Dutrebis is available as tablets containing 150 mg of lamivudine and 300 mg of raltegravir, and the recommended dose is one tablet twice a day. Dutrebis must be used in combination with other HIV medicines. The two active substances in Dutrebis act by blocking different stages of the process by which the HIV virus replicates itself in the body. One active substance, lamivudine, is a ‘nucleoside reverse-transcriptase inhibitor’ (NRTI). It works by blocking the activity of reverse transcriptase, an enzyme needed by HIV to produce the genetic instructions for making more viruses once it has infected the cell. The other active substance, raltegravir, is an ‘integrase inhibitor’. It blocks an enzyme called integrase that is needed for the subsequent stage of virus replication. Dutrebis reduces the amount of HIV in the blood and keeps it at a low level. It does not cure HIV infection or AIDS, but it can hold off damage to the immune system and avoid the development of infections and diseases associated with AIDS.

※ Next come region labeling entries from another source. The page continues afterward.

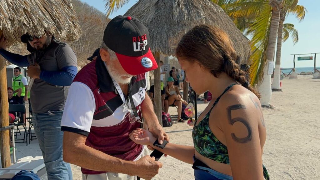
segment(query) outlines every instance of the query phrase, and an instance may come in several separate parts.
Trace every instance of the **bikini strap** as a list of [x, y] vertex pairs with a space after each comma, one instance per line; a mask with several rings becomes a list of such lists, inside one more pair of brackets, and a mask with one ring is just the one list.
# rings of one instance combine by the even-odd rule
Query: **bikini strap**
[[220, 96], [218, 97], [218, 98], [217, 98], [217, 99], [216, 99], [216, 100], [214, 101], [214, 102], [213, 103], [213, 105], [212, 105], [212, 107], [211, 107], [211, 109], [210, 109], [210, 110], [209, 111], [209, 113], [210, 113], [210, 112], [211, 112], [211, 110], [212, 110], [212, 109], [213, 109], [213, 107], [214, 107], [214, 106], [215, 106], [216, 104], [217, 103], [218, 103], [218, 102], [219, 102], [219, 100], [220, 100], [220, 98], [221, 98], [221, 97], [222, 96], [222, 95], [223, 95], [223, 94], [224, 94], [225, 93], [226, 93], [228, 91], [228, 90], [229, 90], [229, 89], [231, 88], [231, 87], [232, 87], [233, 86], [236, 84], [239, 84], [238, 83], [233, 84], [230, 85], [230, 86], [228, 86], [228, 87], [226, 88], [226, 89], [224, 90], [224, 91], [223, 91], [223, 92], [222, 93], [222, 94], [221, 94], [221, 95], [220, 95]]

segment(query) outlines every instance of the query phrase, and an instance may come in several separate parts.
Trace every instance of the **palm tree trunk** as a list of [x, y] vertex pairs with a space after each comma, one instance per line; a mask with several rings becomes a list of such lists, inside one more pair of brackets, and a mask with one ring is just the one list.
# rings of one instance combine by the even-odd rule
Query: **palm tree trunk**
[[277, 52], [276, 55], [276, 67], [273, 76], [273, 81], [271, 86], [273, 91], [282, 91], [280, 86], [280, 78], [281, 72], [280, 71], [280, 64], [281, 61], [281, 49], [282, 45], [282, 31], [283, 28], [283, 20], [282, 20], [283, 11], [281, 11], [280, 15], [280, 21], [278, 29], [278, 39], [277, 40]]
[[269, 62], [273, 61], [276, 42], [277, 35], [278, 29], [280, 20], [280, 12], [282, 1], [269, 0], [272, 6], [272, 14], [271, 17], [270, 34], [268, 40], [268, 47], [267, 50], [267, 64], [263, 70], [263, 80], [259, 87], [259, 90], [261, 94], [260, 99], [261, 105], [269, 107], [271, 100], [271, 74], [268, 74]]

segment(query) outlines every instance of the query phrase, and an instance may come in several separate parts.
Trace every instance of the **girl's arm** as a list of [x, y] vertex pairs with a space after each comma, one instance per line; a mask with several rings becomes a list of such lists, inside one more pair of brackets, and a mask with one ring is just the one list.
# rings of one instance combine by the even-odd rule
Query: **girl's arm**
[[130, 135], [130, 138], [137, 144], [151, 146], [155, 149], [177, 160], [188, 164], [193, 164], [193, 157], [195, 151], [193, 146], [168, 143], [164, 149], [161, 149], [153, 145], [157, 138], [154, 137], [149, 131], [141, 128], [137, 128], [136, 130], [132, 131]]

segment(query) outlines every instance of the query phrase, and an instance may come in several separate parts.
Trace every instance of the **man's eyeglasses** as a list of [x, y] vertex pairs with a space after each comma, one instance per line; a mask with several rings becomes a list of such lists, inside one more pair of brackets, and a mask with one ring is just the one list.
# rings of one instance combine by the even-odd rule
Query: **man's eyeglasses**
[[40, 39], [42, 37], [42, 36], [31, 36], [30, 35], [28, 37], [28, 41], [31, 42], [33, 41], [35, 39], [35, 38], [36, 39]]

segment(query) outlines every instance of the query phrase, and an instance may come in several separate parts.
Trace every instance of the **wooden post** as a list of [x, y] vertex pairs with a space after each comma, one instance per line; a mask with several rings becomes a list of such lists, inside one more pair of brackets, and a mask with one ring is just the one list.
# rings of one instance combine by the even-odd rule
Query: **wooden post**
[[315, 69], [314, 70], [315, 71], [315, 73], [316, 73], [316, 56], [317, 55], [316, 53], [315, 53]]
[[[153, 54], [158, 64], [160, 64], [160, 53], [156, 52]], [[155, 86], [155, 112], [157, 115], [159, 124], [162, 126], [162, 118], [161, 112], [162, 106], [161, 105], [161, 89], [160, 85], [160, 67], [153, 70], [154, 79]]]
[[[0, 29], [0, 37], [2, 35], [2, 31]], [[8, 102], [6, 69], [5, 60], [0, 55], [0, 127], [1, 127], [9, 125], [9, 103]], [[0, 151], [2, 165], [4, 168], [7, 168], [11, 165], [9, 131], [8, 130], [0, 132]]]
[[294, 62], [294, 58], [296, 57], [296, 55], [293, 55], [293, 68], [296, 68], [296, 63]]
[[183, 99], [188, 101], [188, 91], [189, 90], [189, 83], [187, 83], [186, 81], [186, 79], [187, 77], [186, 76], [186, 72], [184, 72], [184, 80], [183, 81]]

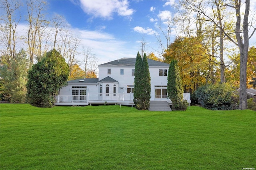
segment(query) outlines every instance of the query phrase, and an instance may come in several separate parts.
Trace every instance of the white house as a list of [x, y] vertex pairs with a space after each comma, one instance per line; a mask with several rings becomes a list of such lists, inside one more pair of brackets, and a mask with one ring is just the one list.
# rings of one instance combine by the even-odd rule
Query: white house
[[[88, 105], [105, 103], [134, 105], [136, 58], [123, 58], [98, 65], [99, 78], [71, 80], [60, 90], [56, 105]], [[172, 102], [167, 99], [167, 74], [169, 65], [148, 59], [151, 77], [150, 110], [165, 107], [170, 110]], [[184, 93], [190, 103], [190, 93]], [[162, 106], [161, 105], [164, 106]]]

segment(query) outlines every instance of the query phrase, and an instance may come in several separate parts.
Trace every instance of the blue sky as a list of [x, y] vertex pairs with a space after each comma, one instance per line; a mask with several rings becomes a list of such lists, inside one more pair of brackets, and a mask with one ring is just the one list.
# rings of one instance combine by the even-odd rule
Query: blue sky
[[[164, 22], [176, 15], [173, 5], [178, 2], [48, 0], [47, 12], [49, 18], [54, 14], [63, 16], [73, 34], [81, 40], [80, 46], [92, 49], [92, 53], [100, 59], [98, 63], [101, 64], [122, 57], [136, 57], [137, 52], [140, 51], [140, 42], [143, 38], [146, 42], [146, 53], [153, 52], [158, 56], [155, 51], [159, 47], [155, 36], [160, 33], [157, 26], [161, 23], [164, 29], [166, 25]], [[251, 0], [250, 3], [252, 12], [250, 12], [250, 16], [256, 16], [256, 0]], [[242, 6], [241, 11], [244, 11], [244, 5]], [[254, 20], [253, 23], [254, 27], [256, 22]], [[27, 23], [24, 23], [22, 27], [20, 32], [27, 32]], [[171, 42], [176, 36], [183, 36], [178, 32], [178, 30], [172, 30]], [[161, 34], [159, 35], [162, 36]], [[162, 38], [164, 40], [163, 43], [166, 43], [166, 40], [162, 37]], [[256, 46], [256, 33], [251, 38], [249, 45]], [[76, 57], [78, 61], [81, 60], [81, 55]]]
[[[173, 3], [172, 0], [51, 0], [48, 2], [50, 13], [63, 16], [73, 31], [84, 32], [81, 36], [84, 39], [82, 42], [93, 49], [96, 57], [100, 59], [99, 63], [123, 57], [136, 57], [140, 49], [138, 42], [143, 37], [147, 43], [146, 53], [154, 52], [152, 48], [157, 46], [155, 24], [159, 20], [159, 14], [168, 11], [161, 16], [170, 17], [170, 12], [173, 10], [168, 5]], [[105, 45], [107, 47], [102, 46]]]

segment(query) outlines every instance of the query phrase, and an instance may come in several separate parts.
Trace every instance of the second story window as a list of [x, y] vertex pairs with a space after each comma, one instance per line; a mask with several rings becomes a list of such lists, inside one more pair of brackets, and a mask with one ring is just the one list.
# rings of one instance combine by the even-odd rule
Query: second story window
[[167, 70], [166, 69], [159, 69], [159, 76], [167, 76]]
[[109, 85], [108, 84], [106, 85], [106, 95], [109, 96]]
[[135, 69], [132, 69], [132, 75], [134, 75], [134, 73], [135, 72]]

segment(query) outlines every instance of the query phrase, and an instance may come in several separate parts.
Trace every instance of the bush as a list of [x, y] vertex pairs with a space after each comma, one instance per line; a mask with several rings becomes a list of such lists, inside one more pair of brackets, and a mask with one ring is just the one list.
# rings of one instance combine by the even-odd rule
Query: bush
[[189, 103], [186, 100], [178, 102], [174, 101], [172, 105], [172, 110], [173, 111], [186, 111], [188, 106]]
[[232, 110], [238, 108], [237, 91], [228, 84], [206, 85], [199, 88], [196, 96], [202, 106], [213, 110]]
[[247, 100], [247, 108], [256, 111], [256, 103], [253, 102], [253, 98], [251, 98]]

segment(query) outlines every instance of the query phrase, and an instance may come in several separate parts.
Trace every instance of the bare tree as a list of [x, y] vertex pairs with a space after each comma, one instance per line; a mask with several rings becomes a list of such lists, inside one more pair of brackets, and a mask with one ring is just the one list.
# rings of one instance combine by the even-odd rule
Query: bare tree
[[60, 41], [56, 42], [56, 44], [58, 50], [68, 65], [71, 74], [73, 65], [78, 62], [76, 57], [79, 54], [78, 49], [80, 40], [78, 37], [74, 37], [68, 29], [63, 32], [60, 34]]
[[90, 60], [90, 71], [92, 73], [92, 76], [94, 77], [97, 77], [96, 70], [98, 69], [98, 65], [100, 59], [95, 56], [92, 57]]
[[[226, 30], [223, 26], [220, 25], [219, 19], [221, 19], [219, 17], [219, 20], [216, 21], [212, 16], [209, 15], [206, 11], [202, 10], [198, 8], [196, 5], [193, 3], [194, 2], [186, 0], [186, 2], [191, 5], [189, 8], [192, 10], [202, 14], [206, 20], [211, 22], [216, 26], [224, 34], [223, 36], [226, 37], [231, 42], [239, 47], [240, 52], [240, 109], [245, 109], [247, 108], [247, 95], [246, 95], [246, 69], [247, 61], [248, 58], [248, 49], [249, 46], [249, 40], [252, 37], [252, 35], [256, 31], [256, 28], [253, 27], [251, 24], [253, 20], [255, 20], [255, 17], [252, 19], [252, 21], [248, 22], [249, 13], [250, 12], [250, 0], [245, 1], [245, 10], [243, 19], [243, 23], [241, 25], [241, 13], [240, 11], [241, 6], [241, 0], [234, 0], [234, 5], [230, 4], [226, 4], [226, 6], [229, 6], [235, 9], [236, 22], [236, 23], [235, 32], [230, 31], [230, 29]], [[217, 2], [223, 3], [224, 0], [214, 1]], [[249, 36], [248, 27], [252, 28], [251, 35]], [[232, 35], [235, 34], [236, 40], [233, 38]]]
[[55, 48], [58, 35], [63, 31], [67, 27], [66, 22], [63, 17], [60, 15], [56, 14], [52, 21], [53, 26], [52, 34], [54, 34], [53, 48]]
[[5, 46], [6, 49], [2, 51], [5, 56], [6, 61], [15, 59], [16, 53], [16, 29], [21, 19], [20, 14], [16, 18], [16, 14], [19, 12], [21, 4], [18, 1], [1, 1], [1, 46]]
[[143, 55], [144, 53], [146, 53], [146, 40], [145, 40], [145, 36], [143, 36], [141, 39], [141, 41], [140, 42], [141, 44], [140, 45], [140, 50], [141, 51], [141, 55]]
[[[162, 26], [162, 23], [160, 18], [159, 25], [158, 26], [159, 31], [158, 34], [155, 34], [159, 48], [158, 49], [153, 49], [159, 54], [159, 57], [160, 58], [161, 57], [163, 57], [163, 54], [164, 53], [164, 51], [171, 44], [171, 33], [172, 29], [174, 28], [174, 24], [170, 18], [168, 18], [163, 23], [166, 25], [166, 27]], [[164, 38], [162, 38], [162, 36], [164, 37]]]
[[[34, 64], [34, 58], [36, 50], [36, 40], [38, 40], [40, 30], [47, 26], [48, 22], [44, 18], [44, 10], [45, 10], [46, 2], [43, 1], [27, 1], [28, 29], [27, 42], [28, 53], [31, 66]], [[40, 52], [39, 53], [40, 53]]]
[[88, 67], [90, 66], [90, 61], [95, 57], [95, 54], [92, 53], [92, 48], [89, 47], [82, 47], [83, 65], [84, 67], [84, 77], [86, 77]]

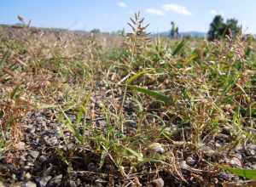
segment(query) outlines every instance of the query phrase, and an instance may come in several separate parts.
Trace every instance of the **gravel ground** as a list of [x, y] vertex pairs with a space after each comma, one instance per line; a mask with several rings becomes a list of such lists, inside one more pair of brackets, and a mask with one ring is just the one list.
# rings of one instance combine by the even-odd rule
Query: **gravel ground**
[[[99, 99], [95, 98], [96, 103]], [[124, 107], [127, 116], [125, 130], [132, 133], [132, 129], [137, 127], [132, 103], [127, 101]], [[110, 181], [115, 181], [114, 186], [121, 186], [122, 184], [118, 176], [102, 173], [98, 168], [96, 163], [99, 158], [90, 151], [85, 153], [76, 151], [74, 138], [66, 129], [66, 127], [57, 122], [55, 116], [54, 110], [42, 110], [32, 112], [24, 117], [21, 122], [24, 138], [19, 144], [18, 151], [15, 153], [7, 151], [4, 156], [0, 157], [0, 181], [2, 181], [0, 187], [100, 187], [108, 186]], [[70, 114], [70, 117], [75, 118], [72, 114]], [[100, 115], [96, 118], [98, 119], [96, 123], [104, 128], [106, 126], [104, 118]], [[189, 129], [188, 133], [189, 133]], [[65, 134], [65, 139], [61, 134]], [[177, 139], [178, 140], [178, 137]], [[207, 145], [201, 146], [205, 159], [208, 162], [256, 169], [255, 144], [246, 143], [240, 146], [235, 146], [228, 153], [216, 151], [228, 144], [230, 140], [231, 135], [229, 129], [223, 130], [215, 139], [209, 140]], [[75, 159], [73, 160], [73, 171], [70, 171], [59, 150], [66, 153], [68, 151], [78, 153]], [[198, 183], [198, 178], [201, 178], [200, 176], [206, 177], [209, 173], [198, 169], [201, 168], [203, 164], [202, 162], [199, 162], [198, 155], [194, 155], [189, 150], [184, 152], [186, 154], [183, 155], [183, 161], [181, 162], [182, 173], [190, 181], [189, 184], [184, 185], [205, 185]], [[13, 158], [15, 159], [12, 160]], [[145, 186], [180, 186], [181, 181], [169, 173], [160, 172], [159, 175], [156, 179], [152, 179], [154, 176], [151, 174], [144, 175], [142, 177], [142, 181], [144, 181]], [[212, 184], [244, 183], [243, 178], [223, 172], [216, 173], [208, 178]]]

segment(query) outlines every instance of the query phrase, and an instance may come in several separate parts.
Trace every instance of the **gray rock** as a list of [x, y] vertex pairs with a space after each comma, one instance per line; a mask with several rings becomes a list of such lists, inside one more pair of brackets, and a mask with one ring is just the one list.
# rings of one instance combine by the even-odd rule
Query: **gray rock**
[[58, 144], [58, 139], [55, 136], [50, 138], [49, 136], [45, 136], [44, 139], [46, 144], [51, 147], [55, 146]]
[[28, 181], [24, 184], [24, 187], [37, 187], [37, 184], [32, 181]]
[[5, 187], [3, 182], [0, 181], [0, 187]]
[[165, 186], [165, 182], [164, 182], [163, 178], [161, 178], [153, 180], [152, 183], [156, 187], [164, 187]]
[[128, 128], [137, 128], [137, 122], [133, 120], [127, 120], [125, 123], [124, 126], [126, 126]]
[[51, 178], [47, 186], [49, 187], [57, 187], [57, 186], [61, 186], [61, 180], [62, 180], [62, 175], [57, 175], [55, 177], [54, 177], [53, 178]]
[[186, 159], [186, 162], [187, 164], [189, 164], [189, 166], [195, 166], [195, 164], [196, 163], [196, 161], [192, 158], [191, 156], [189, 156], [187, 159]]
[[48, 182], [51, 179], [51, 176], [45, 176], [43, 178], [37, 178], [36, 181], [40, 187], [45, 187]]
[[73, 181], [73, 180], [71, 180], [71, 181], [68, 182], [68, 185], [70, 187], [77, 187], [76, 183], [74, 181]]
[[40, 156], [40, 157], [39, 157], [39, 161], [41, 162], [46, 162], [48, 160], [48, 158], [45, 156]]
[[49, 164], [49, 167], [44, 172], [44, 176], [48, 176], [52, 172], [53, 166], [52, 164]]
[[39, 152], [37, 150], [29, 150], [28, 154], [34, 159], [36, 159], [39, 156]]

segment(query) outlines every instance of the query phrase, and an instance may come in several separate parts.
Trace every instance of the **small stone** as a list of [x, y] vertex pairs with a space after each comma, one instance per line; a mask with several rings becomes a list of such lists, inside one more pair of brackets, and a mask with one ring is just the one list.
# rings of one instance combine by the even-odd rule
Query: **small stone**
[[241, 167], [241, 161], [236, 158], [236, 157], [233, 157], [230, 161], [230, 163], [232, 165], [232, 166], [235, 166], [235, 167]]
[[61, 186], [61, 180], [62, 180], [62, 175], [61, 174], [57, 175], [50, 179], [50, 181], [48, 183], [47, 186], [49, 186], [49, 187]]
[[90, 171], [90, 172], [98, 172], [97, 167], [93, 162], [90, 162], [90, 163], [88, 164], [87, 170]]
[[69, 181], [68, 184], [69, 184], [70, 187], [77, 187], [76, 183], [74, 181], [73, 181], [73, 180]]
[[39, 156], [39, 152], [37, 150], [29, 150], [28, 154], [32, 156], [34, 159], [36, 159]]
[[0, 187], [5, 187], [3, 182], [0, 181]]
[[156, 186], [156, 187], [164, 187], [165, 186], [165, 181], [163, 178], [159, 178], [157, 179], [154, 179], [152, 181], [152, 183]]
[[187, 164], [189, 164], [189, 166], [194, 166], [195, 163], [196, 163], [196, 161], [192, 158], [191, 156], [189, 156], [187, 159], [186, 159], [186, 162]]
[[15, 144], [15, 148], [16, 150], [25, 150], [26, 144], [24, 142], [19, 142], [18, 144]]
[[159, 143], [153, 143], [149, 145], [149, 149], [155, 153], [163, 154], [166, 152], [163, 145]]
[[38, 184], [40, 187], [45, 187], [48, 184], [48, 182], [51, 179], [51, 176], [46, 176], [43, 178], [36, 178], [36, 181], [38, 182]]
[[31, 178], [31, 173], [26, 173], [26, 174], [25, 174], [25, 178], [26, 178], [26, 179], [30, 179]]
[[25, 184], [24, 187], [37, 187], [37, 184], [32, 181], [28, 181]]
[[58, 139], [55, 136], [49, 138], [48, 136], [44, 137], [44, 141], [49, 146], [55, 146], [58, 144]]
[[46, 157], [45, 156], [40, 156], [39, 161], [40, 161], [41, 162], [44, 162], [47, 161], [47, 157]]
[[127, 120], [125, 123], [124, 126], [126, 126], [128, 128], [137, 128], [137, 122], [133, 120]]

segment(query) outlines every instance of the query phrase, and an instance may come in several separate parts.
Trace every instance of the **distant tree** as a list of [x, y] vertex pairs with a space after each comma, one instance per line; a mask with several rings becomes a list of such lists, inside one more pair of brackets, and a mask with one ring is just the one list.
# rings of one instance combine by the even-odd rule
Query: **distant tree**
[[207, 33], [208, 40], [219, 39], [225, 30], [225, 24], [221, 15], [216, 15], [210, 25], [210, 30]]
[[241, 28], [238, 26], [238, 21], [236, 19], [229, 19], [224, 23], [221, 15], [216, 15], [210, 25], [207, 37], [210, 41], [220, 39], [230, 34], [230, 32], [231, 32], [232, 37], [236, 37], [241, 31]]
[[236, 37], [238, 33], [241, 31], [241, 27], [238, 26], [238, 20], [232, 18], [226, 21], [226, 33], [230, 34], [231, 31], [232, 36]]
[[173, 21], [171, 22], [171, 32], [170, 32], [170, 37], [171, 38], [176, 38], [178, 36], [178, 27], [175, 25]]

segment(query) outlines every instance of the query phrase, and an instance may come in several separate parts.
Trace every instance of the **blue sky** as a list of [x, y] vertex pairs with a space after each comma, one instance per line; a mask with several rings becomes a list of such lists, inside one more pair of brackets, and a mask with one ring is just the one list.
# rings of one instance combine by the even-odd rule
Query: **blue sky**
[[168, 31], [172, 20], [182, 31], [207, 31], [214, 14], [220, 14], [256, 33], [255, 9], [256, 0], [1, 0], [0, 24], [17, 23], [21, 15], [35, 26], [112, 31], [127, 30], [129, 17], [140, 11], [150, 23], [149, 31]]

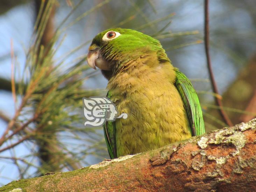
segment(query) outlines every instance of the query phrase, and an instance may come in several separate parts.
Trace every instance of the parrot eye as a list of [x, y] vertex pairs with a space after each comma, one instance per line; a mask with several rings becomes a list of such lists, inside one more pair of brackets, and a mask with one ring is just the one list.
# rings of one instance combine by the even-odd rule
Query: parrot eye
[[118, 32], [114, 31], [108, 31], [104, 35], [102, 38], [102, 40], [105, 41], [110, 41], [116, 38], [120, 35], [121, 34]]

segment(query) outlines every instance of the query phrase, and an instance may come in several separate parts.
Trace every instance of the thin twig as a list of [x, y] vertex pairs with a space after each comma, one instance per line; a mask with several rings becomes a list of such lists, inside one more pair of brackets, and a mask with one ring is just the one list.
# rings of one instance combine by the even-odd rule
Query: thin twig
[[5, 147], [4, 148], [3, 148], [2, 149], [0, 149], [0, 152], [2, 152], [3, 151], [4, 151], [6, 150], [7, 150], [7, 149], [11, 149], [12, 148], [13, 148], [13, 147], [14, 147], [15, 146], [18, 145], [20, 143], [22, 143], [25, 141], [25, 140], [26, 140], [28, 139], [28, 138], [31, 137], [31, 135], [27, 135], [26, 136], [25, 136], [21, 140], [19, 140], [18, 141], [17, 141], [15, 143], [13, 143], [13, 144], [12, 144], [10, 145], [7, 146], [7, 147]]
[[[214, 80], [214, 76], [212, 69], [211, 58], [209, 51], [209, 1], [205, 0], [205, 53], [207, 59], [207, 65], [210, 74], [213, 92], [216, 94], [219, 94]], [[220, 113], [225, 122], [229, 127], [233, 126], [233, 124], [228, 118], [227, 114], [223, 110], [223, 105], [221, 100], [218, 97], [215, 97], [215, 101], [217, 104], [220, 107], [219, 111]]]
[[12, 92], [13, 94], [13, 98], [15, 104], [15, 109], [16, 109], [16, 93], [15, 91], [15, 81], [14, 81], [14, 52], [13, 51], [13, 43], [12, 39], [11, 39], [11, 58]]

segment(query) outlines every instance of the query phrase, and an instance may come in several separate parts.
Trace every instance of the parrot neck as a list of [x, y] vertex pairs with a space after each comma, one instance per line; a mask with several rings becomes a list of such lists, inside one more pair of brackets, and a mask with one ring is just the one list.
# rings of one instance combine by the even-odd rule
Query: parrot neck
[[143, 84], [157, 86], [166, 79], [174, 83], [175, 78], [175, 68], [169, 62], [160, 63], [156, 55], [144, 55], [120, 67], [109, 79], [107, 88], [115, 94], [123, 96], [139, 91]]

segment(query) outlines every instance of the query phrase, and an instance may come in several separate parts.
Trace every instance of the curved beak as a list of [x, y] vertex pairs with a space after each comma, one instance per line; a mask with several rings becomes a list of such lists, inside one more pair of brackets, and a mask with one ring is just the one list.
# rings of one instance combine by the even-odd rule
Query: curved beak
[[110, 70], [109, 63], [100, 54], [100, 48], [95, 44], [91, 45], [89, 48], [87, 63], [89, 66], [95, 70], [95, 66], [102, 70]]

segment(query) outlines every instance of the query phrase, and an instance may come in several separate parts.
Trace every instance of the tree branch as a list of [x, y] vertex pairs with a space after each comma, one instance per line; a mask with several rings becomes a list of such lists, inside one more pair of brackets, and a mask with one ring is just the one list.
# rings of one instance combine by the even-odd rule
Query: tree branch
[[[205, 47], [207, 60], [207, 66], [210, 75], [211, 79], [211, 81], [213, 92], [216, 94], [219, 95], [212, 69], [212, 64], [209, 51], [209, 2], [208, 0], [205, 0]], [[228, 126], [233, 126], [233, 124], [228, 118], [228, 116], [223, 109], [223, 105], [221, 100], [218, 97], [215, 97], [214, 98], [216, 103], [220, 107], [220, 113], [222, 119]]]
[[255, 191], [255, 130], [254, 119], [73, 171], [13, 182], [0, 191]]

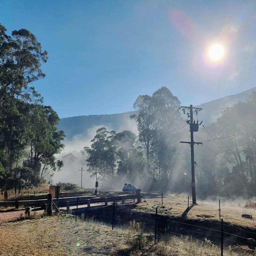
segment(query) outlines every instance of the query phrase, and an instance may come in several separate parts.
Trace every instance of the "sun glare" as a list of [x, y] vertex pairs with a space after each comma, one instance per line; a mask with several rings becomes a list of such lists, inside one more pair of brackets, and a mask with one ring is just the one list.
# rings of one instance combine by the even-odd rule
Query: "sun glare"
[[215, 44], [211, 45], [208, 51], [208, 55], [212, 60], [221, 60], [224, 55], [224, 48], [220, 44]]

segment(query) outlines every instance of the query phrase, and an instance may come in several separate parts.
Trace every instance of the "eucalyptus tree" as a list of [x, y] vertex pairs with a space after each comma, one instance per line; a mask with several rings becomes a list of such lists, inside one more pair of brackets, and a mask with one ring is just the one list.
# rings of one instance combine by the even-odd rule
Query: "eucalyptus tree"
[[0, 24], [0, 186], [20, 189], [60, 170], [63, 163], [55, 156], [64, 135], [57, 113], [42, 105], [31, 84], [45, 76], [47, 52], [28, 30], [6, 31]]
[[105, 127], [100, 128], [91, 141], [91, 148], [84, 148], [88, 155], [88, 171], [92, 176], [97, 173], [103, 181], [115, 175], [116, 149], [113, 140], [116, 133], [108, 132]]
[[149, 156], [153, 154], [154, 162], [151, 163], [154, 173], [158, 173], [159, 179], [165, 183], [171, 177], [173, 167], [171, 155], [177, 143], [174, 128], [184, 121], [178, 113], [180, 105], [177, 97], [167, 87], [162, 87], [152, 96], [139, 96], [133, 105], [139, 114], [131, 116], [136, 122], [140, 140], [145, 147], [148, 172], [150, 172]]

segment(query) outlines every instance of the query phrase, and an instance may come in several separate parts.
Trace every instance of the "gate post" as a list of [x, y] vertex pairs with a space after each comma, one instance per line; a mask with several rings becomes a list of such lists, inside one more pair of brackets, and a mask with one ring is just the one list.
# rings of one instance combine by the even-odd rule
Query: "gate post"
[[138, 188], [137, 190], [137, 203], [141, 203], [141, 198], [140, 196], [140, 191], [141, 190], [140, 188]]
[[8, 191], [5, 191], [4, 192], [4, 200], [5, 201], [8, 201]]
[[52, 194], [48, 194], [48, 197], [47, 199], [47, 214], [49, 216], [52, 215]]
[[67, 201], [67, 212], [68, 213], [69, 212], [69, 206], [70, 205], [70, 202], [69, 201]]

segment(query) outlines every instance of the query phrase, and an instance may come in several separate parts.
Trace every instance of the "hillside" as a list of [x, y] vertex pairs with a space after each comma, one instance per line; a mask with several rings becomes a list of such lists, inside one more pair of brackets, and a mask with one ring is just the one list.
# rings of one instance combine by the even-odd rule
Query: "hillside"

Because lamivudine and raltegravir are already approved individually to treat HIV infection, the company presented data from the studies used to approve these medicines, including a study involving 160 patients given raltegravir with lamivudine (plus another HIV medicine, tenofovir) for a total of 240 weeks. The main measure of effectiveness was the proportion of patients with a reduction of the levels of virus in the blood (viral load) to fewer than 50 copies of HIV RNA per ml, which was 68.8%.

The company also looked at the way Dutrebis was absorbed in the body in comparison with two separate tablets containing lamivudine and raltegravir. The results of the studies showed that Dutrebis produced similar levels lamivudine in the body to lamivudine taken separately; although the levels of raltegravir were slightly different, Dutrebis was shown to produce levels of raltegravir that were similarly effective in controlling the virus. The most common side effects with lamivudine or raltegravir (which may affect up to 1 in 10 people) are headache and nausea. Other common side effects with lamivudine are malaise, tiredness, nasal signs and symptoms, diarrhoea and cough.